A nação dos hunos supera todos os outros bárbaros em termos de vida selvagem. E embora [os hunos] tenham apenas a semelhança dos homens (de um padrão muito feio), eles são tão pouco avançados na civilização que não fazem uso do fogo, nem de qualquer tipo de apetite, no preparo de sua comida, mas alimentam-se das raízes que encontram nos campos e da carne meio crua de qualquer tipo de animal. Digo meio cru, porque dão uma espécie de cozimento, colocando-o entre as próprias coxas e o dorso dos cavalos. Quando atacados, eles às vezes se envolvem em batalhas regulares. Então, entrando na luta em ordem de colunas, enchem o ar de gritos variados e discordantes. Mais frequentemente, no entanto, eles lutam sem uma ordem regular de batalha, mas por serem extremamente rápidos e repentinos em seus movimentos, eles se dispersam e, em seguida, rapidamente se unem novamente em uma formação solta, espalham o caos por vastas planícies e voando sobre a muralha, eles pilham o acampamento de seu inimigo quase antes que ele se dê conta de sua aproximação. Deve-se reconhecer que eles são os mais terríveis dos guerreiros porque lutam à distância com armas de mísseis com ossos afiados admiravelmente presos ao cabo. Quando em combate corpo-a-corpo com espadas, eles lutam sem levar em conta sua própria segurança, e enquanto seu inimigo tem a intenção de aparar o golpe das espadas, eles jogam uma rede sobre ele e enredam seus membros que ele perde toda a força de andar ou cavalgar . (XXXI.ii.1-9)
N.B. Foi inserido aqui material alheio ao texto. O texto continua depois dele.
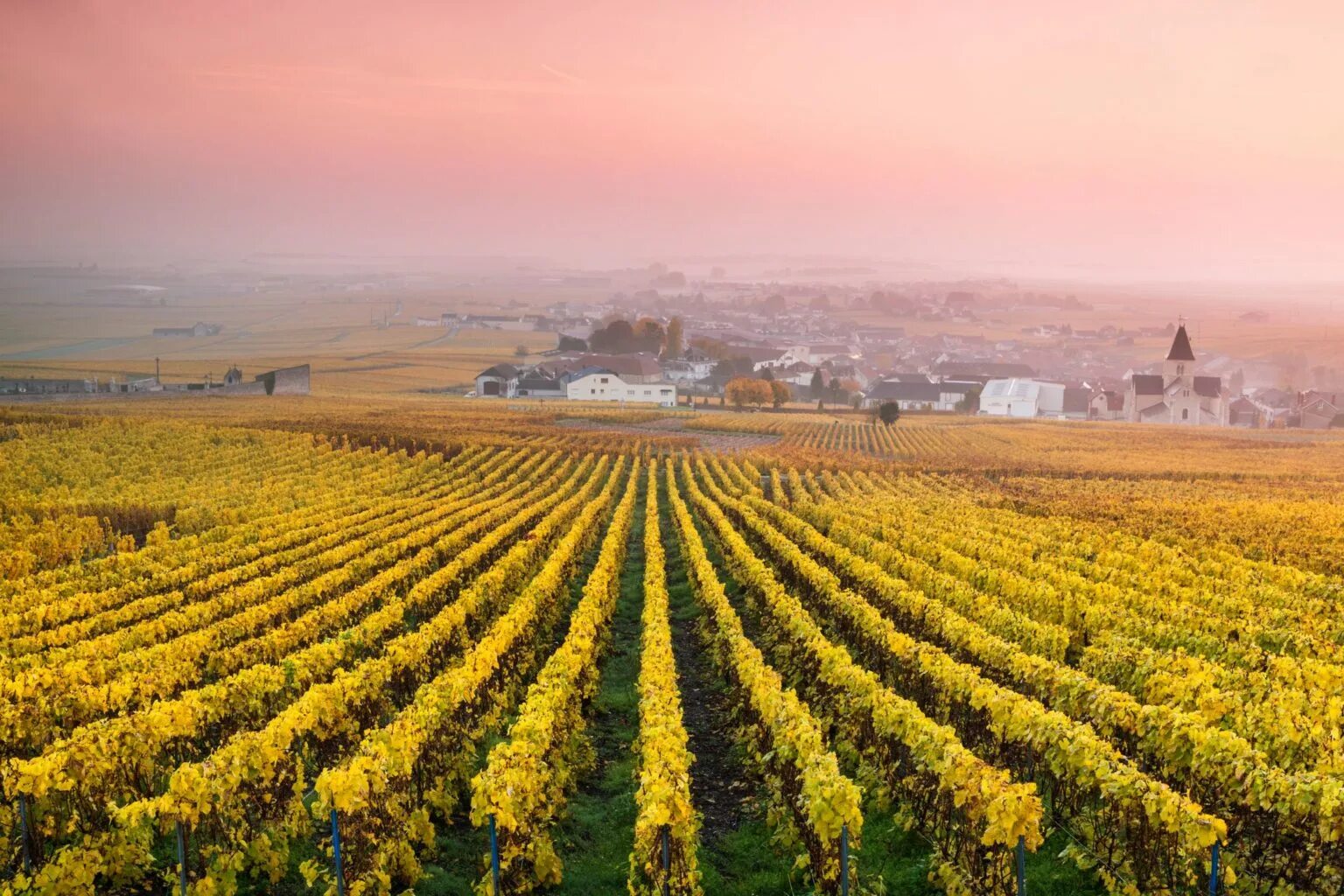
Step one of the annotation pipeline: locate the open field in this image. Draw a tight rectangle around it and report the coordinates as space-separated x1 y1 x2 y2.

Jordanes, por outro lado, dedica um espaço considerável à origem dos hunos:

Aprendemos com as antigas tradições que sua origem era a seguinte: Filimer, rei dos godos, filho de Gadarico, o Grande, que foi o quinto consecutivo a deter o governo dos Getae, após sua partida da ilha de Scandza & # 8230 encontrado entre seu povo certas bruxas. Suspeitando dessas mulheres, ele as expulsou do meio de sua raça e as obrigou a vagar em exílio solitário longe de seu exército. Lá, os espíritos imundos, que os viram enquanto vagavam pelo deserto, deram seus abraços sobre eles e geraram esta raça selvagem, que habitou primeiro nos pântanos, uma tribo atrofiada, imunda e insignificante, quase humana e sem linguagem, exceto uma. que tinha apenas uma ligeira semelhança com a fala humana. (85)

Os hunos, uma vez que nasceram por essas bruxas acasalando-se com demônios, então & # 8220 se estabeleceram na outra margem do pântano Maeótico. & # 8221 Jordanes continua a observar como & # 8220 eles gostavam de caça e não tinham nenhuma habilidade em qualquer outra arte. Depois de terem se tornado uma nação, eles perturbaram a paz das raças vizinhas com roubo e rapina & # 8221 (86). Eles entraram na civilização quando um de seus caçadores estava perseguindo a caça na borda mais distante do pântano Maeotic e viu uma corça que os conduziu através do pântano, & # 8220 agora avançando e novamente parando & # 8221, o que lhes mostrou que o pântano poderia ser cruzou enquanto, antes, & # 8220 eles supunham que [o pântano] era intransitável como o mar & # 8221 (86). Assim que chegaram ao outro lado, eles descobriram a terra da Cítia e, naquele momento, a corça desapareceu. Jordanes continua:

Na minha opinião, os espíritos malignos, dos quais os hunos descendem, fizeram isso por inveja dos citas. E os hunos, que ignoravam totalmente que havia outro mundo além de Maeotis, estavam agora cheios de admiração pela terra cita. Como tinham mente rápida, eles acreditaram que esse caminho, totalmente desconhecido em qualquer época do passado, havia sido divinamente revelado a eles. Eles voltaram para sua tribo, contaram o que havia acontecido, elogiaram Cítia e persuadiram o povo a se apressar para lá ao longo do caminho que haviam encontrado com a orientação da corça. Tantos quantos capturaram, quando assim entraram na Cítia pela primeira vez, eles sacrificaram à Vitória.O restante eles conquistaram e sujeitaram a si mesmos. Como um redemoinho de nações, eles varreram o grande pântano. (86)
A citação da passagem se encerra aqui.